Didn't know that actually.... I only did it with tac. squads....

Still any BA non troop assault unit will destroy them. DC, veteran assault squads, honour guards, they all are better and usually cheaper than vanguard....


----------



## Galahad (Dec 21, 2006)

And they allow greater tactical flexibility. With JP VVs, if you don't deep strike you're wasting a shit ton of points, so you always use them the same way, every game. At least with the VAS you;re not losing out if you use them differently


----------



## spike12225 (Aug 21, 2008)

not true jump packs shrike multible units to assualt against guard assualting three squads spread out first turn would suck for enemy and you can aslong as you are in coherency i love new rules


----------



## Katie Drake (Nov 28, 2007)

Blood Angel Veteran Assaulters and Honor Guards are better for their points than Vanguard for one reason: the entire Blood Angel army is pretty decent in close combat. Codex Marines however are a weaker close combat army so they need to pay through the nose for units with excellent assault ability.

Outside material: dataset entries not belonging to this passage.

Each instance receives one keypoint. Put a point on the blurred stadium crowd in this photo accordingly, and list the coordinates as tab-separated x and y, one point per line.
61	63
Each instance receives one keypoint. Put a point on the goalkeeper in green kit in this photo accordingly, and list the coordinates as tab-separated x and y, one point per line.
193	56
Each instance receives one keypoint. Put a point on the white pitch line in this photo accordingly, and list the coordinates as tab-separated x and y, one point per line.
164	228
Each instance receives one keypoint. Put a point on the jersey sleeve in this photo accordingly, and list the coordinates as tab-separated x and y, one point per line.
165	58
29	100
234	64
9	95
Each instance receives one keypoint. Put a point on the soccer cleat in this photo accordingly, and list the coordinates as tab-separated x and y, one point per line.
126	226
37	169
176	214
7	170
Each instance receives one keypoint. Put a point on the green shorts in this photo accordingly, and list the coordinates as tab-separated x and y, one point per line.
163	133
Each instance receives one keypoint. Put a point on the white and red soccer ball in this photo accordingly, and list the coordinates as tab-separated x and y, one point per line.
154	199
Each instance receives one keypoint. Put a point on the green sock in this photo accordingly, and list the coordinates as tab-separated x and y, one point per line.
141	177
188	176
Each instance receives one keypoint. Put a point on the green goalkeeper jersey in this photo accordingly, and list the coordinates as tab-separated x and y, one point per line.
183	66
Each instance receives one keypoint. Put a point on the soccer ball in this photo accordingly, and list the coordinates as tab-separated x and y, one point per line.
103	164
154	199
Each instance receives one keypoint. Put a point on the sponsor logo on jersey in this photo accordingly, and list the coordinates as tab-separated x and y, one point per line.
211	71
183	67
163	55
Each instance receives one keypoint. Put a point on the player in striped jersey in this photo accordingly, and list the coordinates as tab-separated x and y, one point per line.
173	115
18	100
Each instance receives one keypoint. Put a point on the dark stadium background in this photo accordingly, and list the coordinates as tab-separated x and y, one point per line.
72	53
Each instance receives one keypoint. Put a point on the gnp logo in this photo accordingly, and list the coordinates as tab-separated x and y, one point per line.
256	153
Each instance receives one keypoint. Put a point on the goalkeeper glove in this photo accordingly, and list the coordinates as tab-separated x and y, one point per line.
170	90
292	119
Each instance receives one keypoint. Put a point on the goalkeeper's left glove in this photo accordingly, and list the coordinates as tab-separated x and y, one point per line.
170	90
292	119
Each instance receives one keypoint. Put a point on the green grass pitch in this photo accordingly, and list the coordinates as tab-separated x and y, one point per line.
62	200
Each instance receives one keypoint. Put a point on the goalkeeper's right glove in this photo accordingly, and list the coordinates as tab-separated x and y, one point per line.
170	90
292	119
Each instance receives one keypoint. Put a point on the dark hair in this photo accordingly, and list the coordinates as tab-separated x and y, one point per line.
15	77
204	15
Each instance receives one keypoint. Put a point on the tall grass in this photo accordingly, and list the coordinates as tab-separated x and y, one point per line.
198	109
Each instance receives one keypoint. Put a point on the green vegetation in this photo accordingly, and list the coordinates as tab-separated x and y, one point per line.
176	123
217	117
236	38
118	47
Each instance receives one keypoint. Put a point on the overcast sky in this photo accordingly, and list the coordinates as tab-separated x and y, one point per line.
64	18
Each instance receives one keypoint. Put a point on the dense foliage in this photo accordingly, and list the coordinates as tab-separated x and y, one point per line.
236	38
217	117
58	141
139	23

Personally, I like Vanguard. I submit that they're not the best choice, but they are one of the few units that can go toe-to-toe with some of the more powerful units in other armies. Besides, I don't really like Terminators. Jump packers ftw!


----------



## D3mon (Jul 31, 2008)

i played with them the other day for the first time and i was hopeing for something amazing to happen but the scatter went in the totally wrong direction whitch left me satnding practically in the middle of the feild which also meant i got cained for being stupid whitch also lost me soooo many points whitch could have been a ton more usefull!! Im not giving up on them just yet but i robaly will soon!! Just plain and simply too expensive!!


----------



## gblai6 (Feb 20, 2008)

To add to Galahad's "add Shrike" theory. Instead of adding him to Vanguard, wack him in with a normal squad of assault marines. The way line of sight is these days I think it's usually very difficult to get closer than 18" with the infiltrate. This way you've got the squad going 12", fleet a minimum of 1" and assault 6". Unless terrain gets in the way of any of that you're assaulting in turn one (if you're going first).


----------



## Cole Deschain (Jun 14, 2008)

LeeHarvey said:


> I can't belive how expensive Vanguard Vets are. With Jump Packs, 30 points per model is fucking sickeningly overpriced.

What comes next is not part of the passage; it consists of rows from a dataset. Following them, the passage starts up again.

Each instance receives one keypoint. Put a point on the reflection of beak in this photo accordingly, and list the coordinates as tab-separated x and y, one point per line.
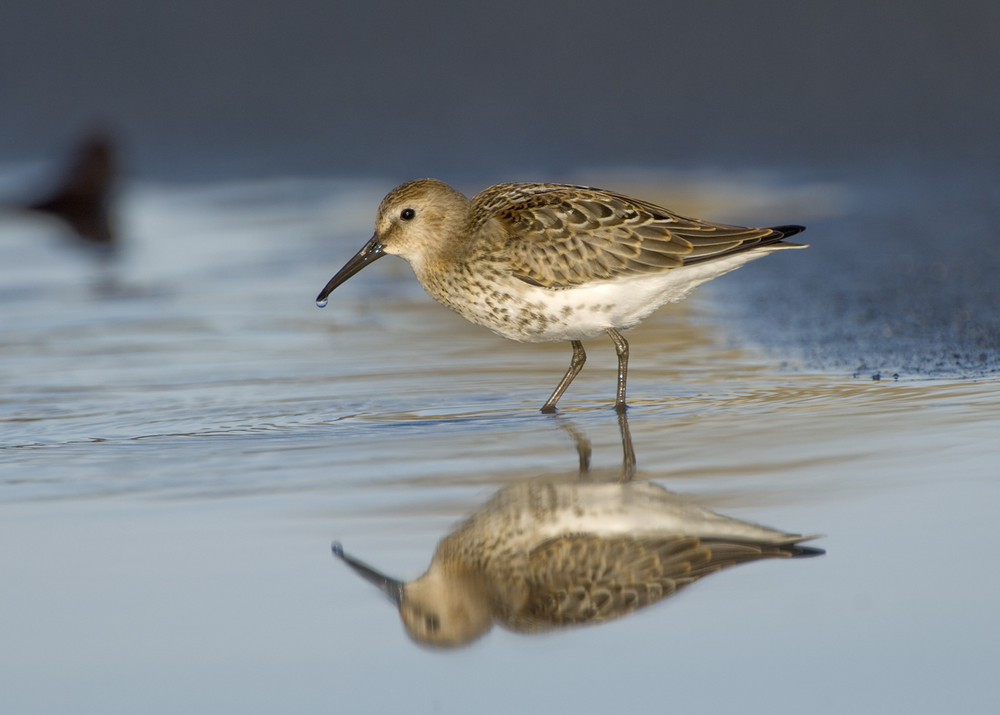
371	251
389	586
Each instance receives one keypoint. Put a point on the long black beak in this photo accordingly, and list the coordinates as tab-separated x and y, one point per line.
371	251
389	586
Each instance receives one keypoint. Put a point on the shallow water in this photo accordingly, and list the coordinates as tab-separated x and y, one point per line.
184	434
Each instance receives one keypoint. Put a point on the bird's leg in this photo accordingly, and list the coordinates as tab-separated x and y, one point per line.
621	347
575	365
628	451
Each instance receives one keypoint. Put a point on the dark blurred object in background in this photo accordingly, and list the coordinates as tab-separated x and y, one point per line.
81	199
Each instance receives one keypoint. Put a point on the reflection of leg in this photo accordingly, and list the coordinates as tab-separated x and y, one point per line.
621	347
582	444
575	365
628	452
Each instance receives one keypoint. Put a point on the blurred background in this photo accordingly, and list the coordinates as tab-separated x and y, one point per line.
384	89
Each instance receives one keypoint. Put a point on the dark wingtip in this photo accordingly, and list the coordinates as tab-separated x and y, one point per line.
804	552
789	230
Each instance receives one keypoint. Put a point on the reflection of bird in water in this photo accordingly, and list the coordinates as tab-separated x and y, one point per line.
542	555
81	198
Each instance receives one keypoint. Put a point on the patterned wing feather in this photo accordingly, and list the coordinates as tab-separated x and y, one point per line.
582	579
560	236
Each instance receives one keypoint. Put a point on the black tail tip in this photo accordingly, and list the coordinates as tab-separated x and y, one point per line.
789	230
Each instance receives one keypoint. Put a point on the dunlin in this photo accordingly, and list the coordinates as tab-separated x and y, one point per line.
549	262
541	555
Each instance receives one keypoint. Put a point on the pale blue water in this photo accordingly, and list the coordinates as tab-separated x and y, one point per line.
178	450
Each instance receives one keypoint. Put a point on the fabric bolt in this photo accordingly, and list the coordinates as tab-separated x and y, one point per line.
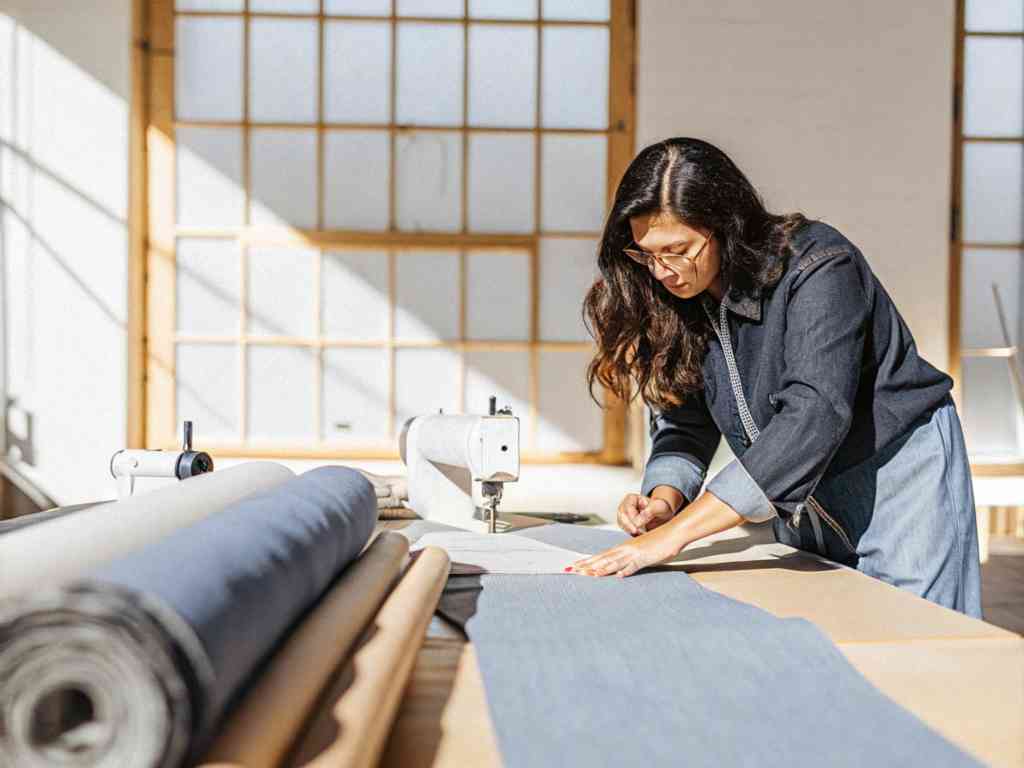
654	670
146	652
72	545
276	705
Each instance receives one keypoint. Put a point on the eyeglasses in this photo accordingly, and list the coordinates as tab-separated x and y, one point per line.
673	261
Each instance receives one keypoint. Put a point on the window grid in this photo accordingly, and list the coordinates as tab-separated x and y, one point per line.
325	240
957	352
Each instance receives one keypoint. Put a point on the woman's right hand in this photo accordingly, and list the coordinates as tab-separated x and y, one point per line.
638	514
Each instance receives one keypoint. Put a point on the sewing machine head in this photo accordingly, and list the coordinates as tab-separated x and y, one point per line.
452	457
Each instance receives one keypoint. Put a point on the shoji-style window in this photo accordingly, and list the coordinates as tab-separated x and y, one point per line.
365	210
988	228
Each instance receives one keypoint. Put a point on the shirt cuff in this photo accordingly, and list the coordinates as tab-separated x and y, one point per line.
734	485
674	470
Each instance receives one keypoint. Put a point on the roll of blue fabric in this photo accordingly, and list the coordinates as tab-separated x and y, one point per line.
139	660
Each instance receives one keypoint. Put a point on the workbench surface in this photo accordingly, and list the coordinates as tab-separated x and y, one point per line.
963	677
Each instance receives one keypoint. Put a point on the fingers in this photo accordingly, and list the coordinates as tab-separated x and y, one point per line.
629	512
605	563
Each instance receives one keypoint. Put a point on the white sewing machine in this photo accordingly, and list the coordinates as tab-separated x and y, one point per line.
448	454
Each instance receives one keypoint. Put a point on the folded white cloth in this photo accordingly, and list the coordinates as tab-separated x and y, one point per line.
498	553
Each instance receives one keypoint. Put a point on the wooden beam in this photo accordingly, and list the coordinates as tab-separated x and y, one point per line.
138	119
622	121
160	222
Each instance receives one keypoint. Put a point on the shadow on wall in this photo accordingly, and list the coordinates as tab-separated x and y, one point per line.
65	82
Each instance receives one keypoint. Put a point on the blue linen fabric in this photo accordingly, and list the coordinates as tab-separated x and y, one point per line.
240	579
656	671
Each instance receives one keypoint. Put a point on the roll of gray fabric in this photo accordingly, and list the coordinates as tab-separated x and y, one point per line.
135	664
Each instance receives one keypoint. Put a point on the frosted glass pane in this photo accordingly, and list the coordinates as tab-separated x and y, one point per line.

And the wargear to make them appreciably better than assault marines hikes it even further. :biggrin:

Sternguard for me, thankee kindly.


----------



## mrrshann618 (Jun 6, 2008)

I was looking over the codex, just got it, the other day. I've noticed that everyone is comparing them to Assault troops. I understand that they are a FA choice, but I got to thinking, and started to compare them to a Tact squad.

They start at a 35 point difference, Tact being cheaper.
Sgt gets a PW changing that to a 20 point difference
Each Vanguard marine gets a bonus to the A and Ld scores, while this does not make up the difference the points reflect the ability to get access to some really neat things.
There is a 4 pt spread on purchasing the extra marines 2pts per A and Ld bonus.

So right now all the Vanguard is, is a CC equiped Tact squad that cannot hold objectives
Taking a rhino, getting a few of the extra CC weapon options really puts a "line" unit that most people are not expecting in a "normal" marine force. In the long run (please excuse if I'm getting this wrong) it likens itself to a SW Grey Hunter pack

Now I do understand that in order to use the special rule you need the jetpacks, but that does make the unit extremely expensive to use a rule that may/may not work properly.

In reality the role they play would be not that much different from a Veteran CC squad from 4th ed.


----------